The strategy performs no modifications to requests and validates all metadata.
This is appropriate when:
- The backend MCP server is on a trusted network (e.g., localhost)
- The backend has no authentication requirements
- Authentication is handled by network-level security (e.g., VPC, firewall)
Security Warning: Only use this strategy when you are certain the backend requires no authentication. For production deployments, prefer explicit authentication strategies (pass_through, header_injection, token_exchange).
Configuration: No metadata required, but any metadata is accepted and ignored.
Example configuration:
backends:
local-backend:
strategy: "unauthenticated"
func NewUnauthenticatedStrategy ¶
func NewUnauthenticatedStrategy() *UnauthenticatedStrategy
NewUnauthenticatedStrategy creates a new UnauthenticatedStrategy instance.
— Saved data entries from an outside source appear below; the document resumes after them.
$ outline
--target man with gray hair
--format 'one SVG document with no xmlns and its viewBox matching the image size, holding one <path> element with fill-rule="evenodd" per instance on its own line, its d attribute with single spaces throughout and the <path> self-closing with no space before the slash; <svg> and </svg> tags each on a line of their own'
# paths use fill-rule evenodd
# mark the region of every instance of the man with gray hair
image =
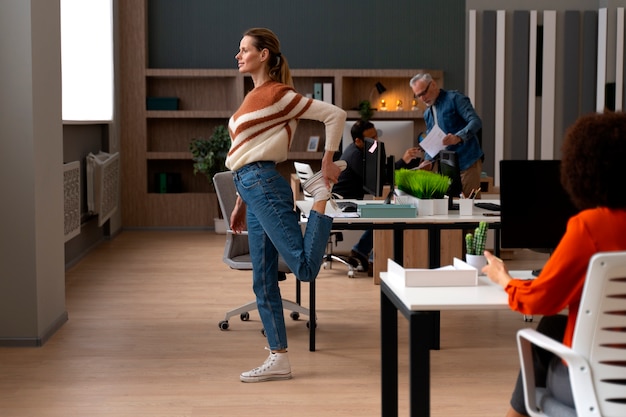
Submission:
<svg viewBox="0 0 626 417">
<path fill-rule="evenodd" d="M 472 190 L 480 187 L 484 156 L 478 139 L 482 129 L 480 117 L 467 96 L 455 90 L 440 88 L 429 73 L 415 75 L 409 85 L 415 97 L 427 106 L 424 111 L 427 132 L 438 125 L 446 134 L 443 145 L 456 152 L 463 193 L 468 196 Z M 425 155 L 427 160 L 433 160 L 436 156 Z M 432 169 L 432 164 L 429 167 Z"/>
</svg>

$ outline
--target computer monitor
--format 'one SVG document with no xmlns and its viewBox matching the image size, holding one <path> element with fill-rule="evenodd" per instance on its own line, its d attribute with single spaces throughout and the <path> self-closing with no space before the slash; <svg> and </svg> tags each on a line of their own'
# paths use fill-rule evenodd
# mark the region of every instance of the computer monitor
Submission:
<svg viewBox="0 0 626 417">
<path fill-rule="evenodd" d="M 437 156 L 439 159 L 439 173 L 450 178 L 450 186 L 446 195 L 448 196 L 448 209 L 458 210 L 459 205 L 453 204 L 453 198 L 458 197 L 463 192 L 461 182 L 461 169 L 459 168 L 459 157 L 454 151 L 442 150 Z"/>
<path fill-rule="evenodd" d="M 363 190 L 374 197 L 383 196 L 383 186 L 390 185 L 390 193 L 394 188 L 394 158 L 387 157 L 385 143 L 364 138 L 363 148 Z M 390 196 L 387 196 L 388 198 Z"/>
<path fill-rule="evenodd" d="M 345 124 L 342 149 L 346 149 L 352 143 L 350 130 L 354 123 L 356 121 L 349 120 Z M 407 149 L 417 144 L 414 132 L 415 123 L 412 120 L 374 120 L 372 123 L 378 131 L 378 139 L 385 142 L 387 155 L 393 155 L 396 161 L 402 158 Z"/>
<path fill-rule="evenodd" d="M 500 161 L 501 246 L 551 253 L 578 212 L 561 185 L 561 161 Z"/>
</svg>

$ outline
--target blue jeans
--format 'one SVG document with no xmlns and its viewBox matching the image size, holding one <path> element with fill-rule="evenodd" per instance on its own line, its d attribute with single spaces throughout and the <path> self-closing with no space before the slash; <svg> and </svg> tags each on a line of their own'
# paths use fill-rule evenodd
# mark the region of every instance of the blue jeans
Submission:
<svg viewBox="0 0 626 417">
<path fill-rule="evenodd" d="M 302 234 L 293 193 L 274 162 L 254 162 L 235 172 L 235 186 L 247 206 L 252 283 L 270 349 L 287 348 L 278 255 L 300 281 L 317 277 L 332 218 L 311 211 Z M 315 318 L 311 317 L 311 325 Z"/>
<path fill-rule="evenodd" d="M 374 247 L 374 230 L 367 229 L 363 232 L 359 241 L 352 247 L 352 250 L 372 261 L 372 248 Z"/>
</svg>

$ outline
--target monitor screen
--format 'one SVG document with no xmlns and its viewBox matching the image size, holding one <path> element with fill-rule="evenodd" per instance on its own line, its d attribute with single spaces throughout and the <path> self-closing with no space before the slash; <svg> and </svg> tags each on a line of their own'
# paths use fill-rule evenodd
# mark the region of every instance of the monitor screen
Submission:
<svg viewBox="0 0 626 417">
<path fill-rule="evenodd" d="M 393 177 L 393 165 L 389 170 L 384 142 L 372 138 L 365 138 L 364 142 L 363 190 L 374 197 L 381 197 L 383 185 L 391 184 L 389 177 Z M 393 160 L 393 157 L 391 159 Z"/>
<path fill-rule="evenodd" d="M 501 246 L 552 252 L 578 210 L 561 185 L 561 161 L 500 161 Z"/>
<path fill-rule="evenodd" d="M 355 121 L 347 121 L 343 129 L 342 149 L 346 149 L 352 143 L 350 129 Z M 376 120 L 372 121 L 378 131 L 378 139 L 385 142 L 387 155 L 393 155 L 395 160 L 399 160 L 404 152 L 416 146 L 414 125 L 412 120 Z"/>
</svg>

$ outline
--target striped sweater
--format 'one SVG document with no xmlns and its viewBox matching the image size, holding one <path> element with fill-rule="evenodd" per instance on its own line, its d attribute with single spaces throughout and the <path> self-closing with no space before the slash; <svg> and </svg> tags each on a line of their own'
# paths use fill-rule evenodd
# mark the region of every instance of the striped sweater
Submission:
<svg viewBox="0 0 626 417">
<path fill-rule="evenodd" d="M 246 95 L 228 122 L 232 144 L 226 167 L 235 171 L 252 162 L 287 160 L 299 119 L 323 122 L 325 149 L 336 151 L 346 116 L 339 107 L 306 98 L 285 84 L 265 82 Z"/>
</svg>

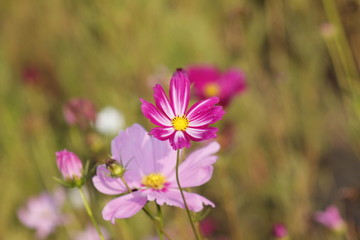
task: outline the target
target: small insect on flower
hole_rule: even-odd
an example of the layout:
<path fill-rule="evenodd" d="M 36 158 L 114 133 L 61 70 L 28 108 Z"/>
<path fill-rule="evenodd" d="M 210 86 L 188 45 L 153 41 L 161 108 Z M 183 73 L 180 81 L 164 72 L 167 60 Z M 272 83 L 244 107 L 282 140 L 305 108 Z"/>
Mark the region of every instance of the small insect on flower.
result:
<path fill-rule="evenodd" d="M 212 142 L 191 153 L 179 166 L 182 187 L 200 186 L 210 180 L 219 144 Z M 104 194 L 117 195 L 106 204 L 102 214 L 105 220 L 115 222 L 117 218 L 129 218 L 140 211 L 148 201 L 185 208 L 176 184 L 176 151 L 160 141 L 140 125 L 134 124 L 112 140 L 111 154 L 105 164 L 97 167 L 93 183 Z M 122 177 L 111 169 L 123 166 Z M 121 196 L 119 196 L 121 195 Z M 215 207 L 210 200 L 191 192 L 184 192 L 191 211 L 199 212 L 204 205 Z"/>

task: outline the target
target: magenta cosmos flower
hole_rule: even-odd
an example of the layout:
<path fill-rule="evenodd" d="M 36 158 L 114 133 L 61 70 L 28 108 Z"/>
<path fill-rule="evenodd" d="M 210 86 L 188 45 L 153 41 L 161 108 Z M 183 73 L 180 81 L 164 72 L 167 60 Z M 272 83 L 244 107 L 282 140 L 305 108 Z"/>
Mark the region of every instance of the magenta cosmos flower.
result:
<path fill-rule="evenodd" d="M 179 166 L 179 178 L 184 188 L 202 185 L 210 180 L 219 150 L 212 142 L 192 154 Z M 126 166 L 123 175 L 131 192 L 120 178 L 111 177 L 106 165 L 97 167 L 93 178 L 95 187 L 104 194 L 119 195 L 108 202 L 102 211 L 105 220 L 115 222 L 116 218 L 128 218 L 140 211 L 147 201 L 156 201 L 170 206 L 184 208 L 180 190 L 176 184 L 176 151 L 166 142 L 150 136 L 143 127 L 134 124 L 115 137 L 111 144 L 112 157 L 118 164 Z M 198 212 L 203 205 L 214 204 L 206 198 L 184 192 L 189 209 Z"/>
<path fill-rule="evenodd" d="M 336 206 L 328 206 L 324 211 L 315 213 L 315 220 L 334 231 L 340 231 L 344 228 L 344 220 Z"/>
<path fill-rule="evenodd" d="M 143 100 L 141 110 L 145 117 L 160 127 L 151 130 L 155 138 L 169 140 L 174 150 L 190 147 L 190 140 L 203 141 L 216 137 L 217 128 L 209 127 L 224 115 L 218 97 L 189 105 L 190 81 L 185 71 L 178 69 L 171 78 L 170 99 L 161 85 L 154 87 L 156 107 Z"/>
<path fill-rule="evenodd" d="M 227 106 L 234 96 L 246 89 L 244 73 L 234 68 L 221 73 L 214 66 L 199 65 L 188 67 L 187 72 L 199 99 L 217 96 L 222 106 Z"/>
<path fill-rule="evenodd" d="M 44 239 L 65 223 L 66 217 L 60 212 L 64 200 L 65 192 L 60 188 L 54 195 L 42 193 L 30 198 L 26 206 L 19 209 L 18 218 L 26 227 L 36 230 L 37 238 Z"/>

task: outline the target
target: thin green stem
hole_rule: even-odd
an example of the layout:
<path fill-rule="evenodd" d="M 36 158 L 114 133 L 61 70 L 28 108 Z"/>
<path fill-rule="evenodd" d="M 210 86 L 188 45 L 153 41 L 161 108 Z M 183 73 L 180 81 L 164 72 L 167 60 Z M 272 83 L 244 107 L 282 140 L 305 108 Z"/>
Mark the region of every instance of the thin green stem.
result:
<path fill-rule="evenodd" d="M 97 233 L 99 234 L 99 237 L 101 240 L 105 240 L 101 230 L 100 230 L 100 227 L 99 225 L 97 224 L 96 220 L 95 220 L 95 217 L 94 217 L 94 214 L 92 213 L 91 211 L 91 208 L 90 208 L 90 205 L 88 203 L 88 201 L 86 200 L 86 197 L 85 197 L 85 194 L 82 190 L 82 188 L 79 188 L 79 192 L 80 192 L 80 195 L 81 195 L 81 198 L 82 198 L 82 201 L 84 203 L 84 206 L 85 206 L 85 209 L 86 209 L 86 212 L 88 213 L 90 219 L 91 219 L 91 222 L 93 223 Z"/>
<path fill-rule="evenodd" d="M 183 192 L 183 190 L 182 190 L 182 188 L 181 188 L 181 185 L 180 185 L 180 180 L 179 180 L 179 162 L 180 162 L 180 150 L 177 150 L 177 153 L 176 153 L 176 168 L 175 168 L 175 172 L 176 172 L 176 183 L 177 183 L 178 188 L 179 188 L 179 190 L 180 190 L 181 198 L 182 198 L 182 200 L 183 200 L 183 202 L 184 202 L 185 210 L 186 210 L 187 216 L 188 216 L 188 218 L 189 218 L 189 221 L 190 221 L 190 224 L 191 224 L 191 228 L 192 228 L 192 230 L 193 230 L 193 232 L 194 232 L 195 238 L 196 238 L 197 240 L 199 240 L 200 237 L 199 237 L 199 235 L 198 235 L 198 233 L 197 233 L 197 231 L 196 231 L 196 227 L 195 227 L 195 224 L 194 224 L 194 222 L 193 222 L 193 220 L 192 220 L 192 217 L 191 217 L 191 214 L 190 214 L 190 210 L 189 210 L 189 207 L 188 207 L 188 205 L 187 205 L 187 202 L 186 202 L 186 199 L 185 199 L 185 196 L 184 196 L 184 192 Z"/>
<path fill-rule="evenodd" d="M 124 183 L 128 193 L 131 193 L 131 188 L 129 187 L 129 185 L 127 184 L 127 182 L 125 181 L 125 178 L 124 177 L 120 177 L 121 181 Z"/>
<path fill-rule="evenodd" d="M 160 231 L 159 231 L 159 239 L 163 240 L 164 239 L 164 221 L 163 221 L 163 216 L 162 216 L 162 212 L 161 212 L 161 206 L 159 204 L 156 204 L 156 208 L 157 208 L 157 212 L 158 212 L 158 221 L 159 221 L 159 227 L 160 227 Z"/>
<path fill-rule="evenodd" d="M 163 229 L 163 222 L 162 219 L 160 221 L 160 219 L 158 217 L 154 217 L 150 211 L 147 209 L 146 206 L 143 207 L 143 211 L 146 213 L 146 215 L 153 221 L 155 227 L 156 227 L 156 232 L 158 233 L 158 235 L 160 236 L 160 233 L 163 234 L 168 240 L 171 240 L 171 237 L 169 236 L 169 234 L 167 234 L 164 229 Z"/>

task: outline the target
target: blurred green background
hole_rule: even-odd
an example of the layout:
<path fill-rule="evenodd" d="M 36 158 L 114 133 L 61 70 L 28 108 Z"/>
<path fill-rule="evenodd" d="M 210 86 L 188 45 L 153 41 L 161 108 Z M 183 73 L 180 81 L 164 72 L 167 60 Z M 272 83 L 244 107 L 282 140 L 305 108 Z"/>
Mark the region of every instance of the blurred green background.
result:
<path fill-rule="evenodd" d="M 358 0 L 2 0 L 0 239 L 34 239 L 16 210 L 57 185 L 55 151 L 94 163 L 109 153 L 111 138 L 94 156 L 84 133 L 66 125 L 70 98 L 115 106 L 127 126 L 149 130 L 139 98 L 152 99 L 159 72 L 168 81 L 196 63 L 237 67 L 248 83 L 218 124 L 223 138 L 225 122 L 233 134 L 214 176 L 195 190 L 217 204 L 209 239 L 271 239 L 276 222 L 291 239 L 331 239 L 313 221 L 329 204 L 342 210 L 348 239 L 358 239 L 359 23 Z M 34 68 L 37 81 L 26 81 Z M 92 194 L 100 217 L 111 198 Z M 165 210 L 167 229 L 191 236 L 185 213 Z M 89 222 L 83 210 L 65 211 L 72 223 L 50 239 L 68 239 Z M 100 222 L 113 239 L 154 234 L 142 213 Z"/>

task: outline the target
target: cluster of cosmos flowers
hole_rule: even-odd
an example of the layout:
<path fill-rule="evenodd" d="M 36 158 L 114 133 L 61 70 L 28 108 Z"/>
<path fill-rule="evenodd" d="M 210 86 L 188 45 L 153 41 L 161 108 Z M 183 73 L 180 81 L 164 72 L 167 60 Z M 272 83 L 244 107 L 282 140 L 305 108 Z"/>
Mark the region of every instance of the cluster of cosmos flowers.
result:
<path fill-rule="evenodd" d="M 191 84 L 193 92 L 190 91 Z M 66 187 L 81 189 L 92 177 L 99 192 L 114 196 L 102 210 L 103 219 L 112 223 L 134 216 L 149 201 L 194 212 L 203 210 L 204 206 L 215 207 L 207 198 L 183 192 L 182 188 L 197 187 L 211 179 L 220 149 L 218 142 L 207 141 L 217 135 L 218 128 L 211 125 L 223 117 L 224 108 L 245 88 L 244 74 L 237 69 L 221 73 L 216 67 L 204 65 L 192 66 L 186 71 L 176 70 L 168 95 L 161 85 L 156 84 L 154 104 L 140 99 L 143 115 L 156 127 L 148 132 L 135 123 L 120 131 L 111 142 L 111 157 L 97 166 L 95 176 L 91 176 L 75 153 L 57 152 L 56 163 L 63 177 L 60 182 Z M 191 96 L 196 96 L 199 101 L 190 106 Z M 94 125 L 105 135 L 117 132 L 124 125 L 121 114 L 115 109 L 107 107 L 96 114 L 95 106 L 86 99 L 72 99 L 63 111 L 70 125 L 82 129 Z M 181 150 L 189 148 L 194 141 L 206 141 L 206 144 L 185 156 Z M 184 160 L 178 166 L 179 157 Z M 63 189 L 44 192 L 31 198 L 18 211 L 18 217 L 25 226 L 36 230 L 38 239 L 44 239 L 57 226 L 68 222 L 61 212 L 64 199 Z M 339 230 L 344 226 L 334 206 L 316 213 L 315 219 L 330 229 Z M 212 228 L 204 229 L 211 232 Z M 100 231 L 103 234 L 99 236 Z M 73 239 L 108 239 L 106 231 L 96 224 L 73 235 Z M 278 239 L 287 237 L 285 226 L 274 225 L 273 235 Z"/>

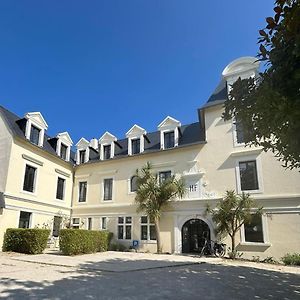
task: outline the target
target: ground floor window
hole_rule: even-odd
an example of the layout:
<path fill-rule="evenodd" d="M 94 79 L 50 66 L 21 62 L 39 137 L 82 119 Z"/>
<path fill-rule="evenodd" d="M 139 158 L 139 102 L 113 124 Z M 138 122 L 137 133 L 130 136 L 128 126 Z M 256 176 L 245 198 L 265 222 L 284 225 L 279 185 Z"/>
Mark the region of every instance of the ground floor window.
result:
<path fill-rule="evenodd" d="M 88 218 L 88 230 L 92 230 L 92 218 Z"/>
<path fill-rule="evenodd" d="M 147 216 L 141 217 L 141 240 L 142 241 L 155 241 L 156 231 L 153 220 Z"/>
<path fill-rule="evenodd" d="M 29 228 L 31 213 L 27 211 L 20 212 L 19 228 Z"/>
<path fill-rule="evenodd" d="M 254 216 L 249 224 L 244 225 L 244 230 L 245 242 L 264 242 L 262 216 Z"/>
<path fill-rule="evenodd" d="M 61 222 L 62 222 L 62 217 L 54 216 L 52 235 L 55 237 L 59 236 Z"/>
<path fill-rule="evenodd" d="M 101 217 L 100 219 L 100 229 L 106 230 L 107 229 L 107 217 Z"/>
<path fill-rule="evenodd" d="M 131 240 L 132 217 L 118 217 L 118 239 Z"/>
<path fill-rule="evenodd" d="M 73 218 L 72 219 L 72 227 L 74 229 L 78 229 L 80 226 L 80 218 Z"/>

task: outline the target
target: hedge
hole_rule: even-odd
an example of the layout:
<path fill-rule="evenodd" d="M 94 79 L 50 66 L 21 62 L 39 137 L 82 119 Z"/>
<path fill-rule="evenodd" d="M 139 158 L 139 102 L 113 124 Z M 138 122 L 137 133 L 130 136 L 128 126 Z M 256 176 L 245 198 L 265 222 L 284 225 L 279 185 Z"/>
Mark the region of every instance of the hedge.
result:
<path fill-rule="evenodd" d="M 300 266 L 300 253 L 287 253 L 281 260 L 285 265 Z"/>
<path fill-rule="evenodd" d="M 108 231 L 61 229 L 59 248 L 64 255 L 107 251 L 112 233 Z"/>
<path fill-rule="evenodd" d="M 43 253 L 49 235 L 49 229 L 8 228 L 4 234 L 2 250 L 27 254 Z"/>

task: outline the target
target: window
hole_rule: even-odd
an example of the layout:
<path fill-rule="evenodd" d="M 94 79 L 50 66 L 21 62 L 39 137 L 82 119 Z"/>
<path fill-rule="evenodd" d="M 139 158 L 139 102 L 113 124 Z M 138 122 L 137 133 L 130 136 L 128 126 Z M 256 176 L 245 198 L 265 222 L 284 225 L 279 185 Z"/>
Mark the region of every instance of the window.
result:
<path fill-rule="evenodd" d="M 107 229 L 107 218 L 106 217 L 102 217 L 101 218 L 101 227 L 102 230 L 106 230 Z"/>
<path fill-rule="evenodd" d="M 137 190 L 137 176 L 132 176 L 130 179 L 130 192 L 136 192 Z"/>
<path fill-rule="evenodd" d="M 103 159 L 110 159 L 111 145 L 103 146 Z"/>
<path fill-rule="evenodd" d="M 112 200 L 113 179 L 112 178 L 104 179 L 103 185 L 104 185 L 103 200 Z"/>
<path fill-rule="evenodd" d="M 34 192 L 36 168 L 26 165 L 25 177 L 23 183 L 23 190 L 27 192 Z"/>
<path fill-rule="evenodd" d="M 262 225 L 261 216 L 254 216 L 251 220 L 251 223 L 244 225 L 244 230 L 245 230 L 245 242 L 252 242 L 252 243 L 264 242 L 263 225 Z"/>
<path fill-rule="evenodd" d="M 143 241 L 156 240 L 155 225 L 151 221 L 149 222 L 149 218 L 147 216 L 141 217 L 141 240 Z"/>
<path fill-rule="evenodd" d="M 61 222 L 62 222 L 62 217 L 54 216 L 52 235 L 55 237 L 59 236 Z"/>
<path fill-rule="evenodd" d="M 164 148 L 174 148 L 175 145 L 175 137 L 174 131 L 169 131 L 164 133 Z"/>
<path fill-rule="evenodd" d="M 172 175 L 171 171 L 159 172 L 159 183 L 161 184 L 167 179 L 171 178 L 171 175 Z"/>
<path fill-rule="evenodd" d="M 235 121 L 235 134 L 236 134 L 236 143 L 243 144 L 244 143 L 244 130 L 242 123 L 240 121 Z"/>
<path fill-rule="evenodd" d="M 80 164 L 85 163 L 85 152 L 86 152 L 86 150 L 79 151 L 79 163 Z"/>
<path fill-rule="evenodd" d="M 31 213 L 27 211 L 20 212 L 19 228 L 29 228 Z"/>
<path fill-rule="evenodd" d="M 64 160 L 67 159 L 68 147 L 64 144 L 60 144 L 60 157 Z"/>
<path fill-rule="evenodd" d="M 141 144 L 140 139 L 131 140 L 131 153 L 132 154 L 140 153 L 140 144 Z"/>
<path fill-rule="evenodd" d="M 80 219 L 79 218 L 73 218 L 72 219 L 72 227 L 75 229 L 78 229 L 80 226 Z"/>
<path fill-rule="evenodd" d="M 40 131 L 41 131 L 40 129 L 38 129 L 34 125 L 31 125 L 30 138 L 29 138 L 31 143 L 36 144 L 36 145 L 39 144 Z"/>
<path fill-rule="evenodd" d="M 86 202 L 86 190 L 87 190 L 87 182 L 79 182 L 79 202 Z"/>
<path fill-rule="evenodd" d="M 64 200 L 65 179 L 58 177 L 56 188 L 56 199 Z"/>
<path fill-rule="evenodd" d="M 118 217 L 118 239 L 131 240 L 131 217 Z"/>
<path fill-rule="evenodd" d="M 239 162 L 240 179 L 241 179 L 241 190 L 251 191 L 258 190 L 258 178 L 256 161 L 243 161 Z"/>
<path fill-rule="evenodd" d="M 92 218 L 88 218 L 88 230 L 92 230 Z"/>

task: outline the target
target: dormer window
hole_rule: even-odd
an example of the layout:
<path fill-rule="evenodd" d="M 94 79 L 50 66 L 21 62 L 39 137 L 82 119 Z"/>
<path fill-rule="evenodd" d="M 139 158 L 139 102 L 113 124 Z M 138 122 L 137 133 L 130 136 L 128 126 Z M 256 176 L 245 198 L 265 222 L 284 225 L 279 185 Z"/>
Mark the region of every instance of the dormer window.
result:
<path fill-rule="evenodd" d="M 171 149 L 178 146 L 181 123 L 172 117 L 166 117 L 159 125 L 160 148 Z"/>
<path fill-rule="evenodd" d="M 140 144 L 141 144 L 141 139 L 131 140 L 131 154 L 140 153 Z"/>
<path fill-rule="evenodd" d="M 110 159 L 111 155 L 111 145 L 103 146 L 103 159 Z"/>
<path fill-rule="evenodd" d="M 146 130 L 136 124 L 128 130 L 126 133 L 128 139 L 128 155 L 144 152 L 146 134 Z"/>
<path fill-rule="evenodd" d="M 115 156 L 115 142 L 117 138 L 109 132 L 105 132 L 99 139 L 100 159 L 110 159 Z"/>
<path fill-rule="evenodd" d="M 90 142 L 85 138 L 81 138 L 79 142 L 76 144 L 76 163 L 83 164 L 88 162 L 90 156 Z"/>
<path fill-rule="evenodd" d="M 25 115 L 26 128 L 25 137 L 31 143 L 43 147 L 44 133 L 48 128 L 48 124 L 40 112 L 31 112 Z"/>
<path fill-rule="evenodd" d="M 164 149 L 174 148 L 175 134 L 174 131 L 164 132 Z"/>
<path fill-rule="evenodd" d="M 39 128 L 37 128 L 34 125 L 31 125 L 31 129 L 30 129 L 30 142 L 38 145 L 39 144 L 39 140 L 40 140 L 40 132 L 41 130 Z"/>
<path fill-rule="evenodd" d="M 60 154 L 59 154 L 59 156 L 64 160 L 67 159 L 67 151 L 68 151 L 68 147 L 64 144 L 61 144 L 60 145 Z"/>
<path fill-rule="evenodd" d="M 56 153 L 63 160 L 70 160 L 71 147 L 73 141 L 67 132 L 59 133 L 57 136 Z"/>

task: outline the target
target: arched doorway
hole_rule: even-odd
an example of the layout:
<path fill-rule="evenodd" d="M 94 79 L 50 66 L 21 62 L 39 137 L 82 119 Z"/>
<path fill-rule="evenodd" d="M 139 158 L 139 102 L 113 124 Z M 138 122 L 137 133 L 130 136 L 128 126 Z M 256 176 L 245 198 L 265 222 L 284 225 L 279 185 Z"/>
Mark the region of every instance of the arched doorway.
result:
<path fill-rule="evenodd" d="M 200 219 L 190 219 L 181 230 L 182 253 L 199 253 L 205 238 L 210 240 L 210 229 L 207 223 Z"/>

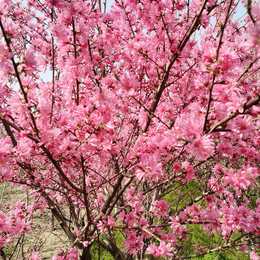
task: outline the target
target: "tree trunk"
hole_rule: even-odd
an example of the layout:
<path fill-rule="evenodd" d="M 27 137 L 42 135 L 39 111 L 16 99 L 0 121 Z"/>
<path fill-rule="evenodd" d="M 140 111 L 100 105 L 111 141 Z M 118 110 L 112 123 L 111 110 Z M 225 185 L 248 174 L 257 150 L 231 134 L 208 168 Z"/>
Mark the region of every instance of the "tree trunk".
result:
<path fill-rule="evenodd" d="M 133 257 L 129 254 L 119 254 L 118 252 L 115 252 L 112 256 L 114 257 L 114 260 L 133 260 Z"/>
<path fill-rule="evenodd" d="M 79 260 L 91 260 L 90 247 L 84 247 L 79 255 Z"/>

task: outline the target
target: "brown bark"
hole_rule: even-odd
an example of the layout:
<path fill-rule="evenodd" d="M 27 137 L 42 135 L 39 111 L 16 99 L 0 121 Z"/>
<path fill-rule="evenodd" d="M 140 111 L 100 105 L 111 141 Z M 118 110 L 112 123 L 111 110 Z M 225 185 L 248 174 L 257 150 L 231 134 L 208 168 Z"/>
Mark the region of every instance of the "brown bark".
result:
<path fill-rule="evenodd" d="M 90 253 L 90 247 L 85 247 L 83 248 L 83 250 L 79 250 L 81 251 L 81 255 L 79 256 L 80 260 L 91 260 L 91 253 Z"/>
func (*UnauthenticatedStrategy) Authenticate ¶
func (*UnauthenticatedStrategy) Authenticate(_ context.Context, _ *http.Request, _ map[string]any) error
Authenticate performs no authentication and returns immediately.
This method:
- Does not modify the request in any way
- Always returns nil (success)
Parameters:
- ctx: Request context (unused)
- req: The HTTP request (not modified)
- metadata: Strategy-specific configuration (ignored)
Returns nil (always succeeds).
func (*UnauthenticatedStrategy) Name ¶
func (*UnauthenticatedStrategy) Name() string
Name returns the strategy identifier.
func (*UnauthenticatedStrategy) Validate ¶
func (*UnauthenticatedStrategy) Validate(_ map[string]any) error
Validate checks if the strategy configuration is valid.
UnauthenticatedStrategy accepts any metadata (including nil or empty), so this always returns nil.
This permissive validation allows the strategy to be used without configuration or with arbitrary configuration that may be present for documentation purposes.